I have a couple of questions about what can be achieved trying to use CVMFS as an interface to an existing S3 data store.
Can grafting and external files be used to redirect clients to download datafiles from a public S3 bucket? is this possible if there is only a HTTPS address available for the bucket?
Can the S3-backed storage options for cvmfs_server mkfs be used to create a new cvmfs instance based on an existing S3 bucket? ideally with read-access only so the cvmfs server doesn’t modify anything in that bucket. Again, if so can the S3 be accessed over HTTPS?
For 1, yes, the tooling may need to be polished but that’s possible.
External files let you use your existing bucket, but it assumes that the directory structure is the same. You’ll still need to publish the file (for checksumming). If that’s /cvmfs/test.repo.org, it just lets you fetch the file also from $HTTP_EXTERNAL_URL/foo/bar Creating a Repository (Stratum 0) — CernVM-FS 2.12.6 documentation
The docs are a bit scattered here, let me prepare a better example .
This is possible in principle, but needs a bit more tooling (in the next release we’ll have the new ingestql command). The main question here is if you need checksumming.
Great, thanks for the quick reply! That all sounds good. I think the external file method suits my use-case better than the remote backend storage, as I assume the data transfer has to go S3->server->client in the second case instead of just S3->client?
I did have issues with the HTTPS part for a little bit but it all works smoothly after I downloaded a CA bundle PEM and stored it where the cvmfs process could actually access it… I’ll share my simple example below in-case it’s useful for anyone else. I can also confirm the same setup worked for accessing data from a public S3 bucket.
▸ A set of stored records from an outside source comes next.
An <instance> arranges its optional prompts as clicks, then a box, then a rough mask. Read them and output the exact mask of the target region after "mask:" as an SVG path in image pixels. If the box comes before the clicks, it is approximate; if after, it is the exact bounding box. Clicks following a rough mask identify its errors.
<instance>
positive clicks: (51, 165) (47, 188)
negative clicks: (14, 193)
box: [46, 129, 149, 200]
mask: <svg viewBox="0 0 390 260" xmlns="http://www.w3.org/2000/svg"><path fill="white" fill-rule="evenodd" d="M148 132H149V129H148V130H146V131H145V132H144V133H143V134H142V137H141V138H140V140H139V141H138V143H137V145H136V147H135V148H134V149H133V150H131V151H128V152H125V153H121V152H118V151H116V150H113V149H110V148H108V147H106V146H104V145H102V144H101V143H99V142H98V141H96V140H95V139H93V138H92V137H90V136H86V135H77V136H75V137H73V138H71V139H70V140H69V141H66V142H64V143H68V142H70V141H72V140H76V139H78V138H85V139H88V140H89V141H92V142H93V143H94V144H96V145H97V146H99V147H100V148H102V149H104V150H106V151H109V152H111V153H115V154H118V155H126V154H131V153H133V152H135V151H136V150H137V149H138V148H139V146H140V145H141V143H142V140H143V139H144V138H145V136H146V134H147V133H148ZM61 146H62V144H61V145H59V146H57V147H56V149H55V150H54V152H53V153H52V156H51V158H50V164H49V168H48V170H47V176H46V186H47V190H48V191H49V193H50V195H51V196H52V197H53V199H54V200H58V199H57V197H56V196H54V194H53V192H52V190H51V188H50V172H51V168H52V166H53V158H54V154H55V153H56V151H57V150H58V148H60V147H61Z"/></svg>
A couple of extra questions: (1) Could I confirm that when you use an external file the data transfer occurs directly between the client and the external server? It doesn’t go through the cvmfs server first?
And (2) for external data, you currently have to set the list of external urls to search in the client config. I assume there’s no way to set this on the serverside as part of the grafting process? so, for example, a client queries a cvmfs server which then says where external data is hosted, and the client uses that supplied URL to request the actual data?
Thanks!
Stephen
Example getting external, grafted file over HTTPS:
on my server I have a cvmfs repo made with the mkfs -X -Z none options suggested on the cvmfs docs for default external publishing. I use cvmfs_swissknife to calculate the file hash for grafting. I store the dummy file under the same name and path in my cvmfs repo as it appears in the remote url
Grab some CA certificates for external server authentication (HTTPS). I used the Mozilla CA certificate store from the curl website.
wget https://curl.se/ca/cacert.pem -P /etc/cvmfs/
On the client side I setup the default.local config to include my new repo, I add the public key to /etc/cvmfs/keys/graft.test.x.pub and put the following in /etc/cvmfs/cofig.d/graft.test.x.conf:
For question 1, yes the data goes direct from server to client.
For question 2, your assumption is correct, there’s not a way to encode the host server in the grafted repository. The feature was designed to be able to support distributed external data caches, so the clients need to know which one to contact. However, as of version 2.12 there is a server-side way to set the external servers, using CVMFS_EXTERNAL_METALINK. It’s a separate server that returns a list of external server URLs to contact.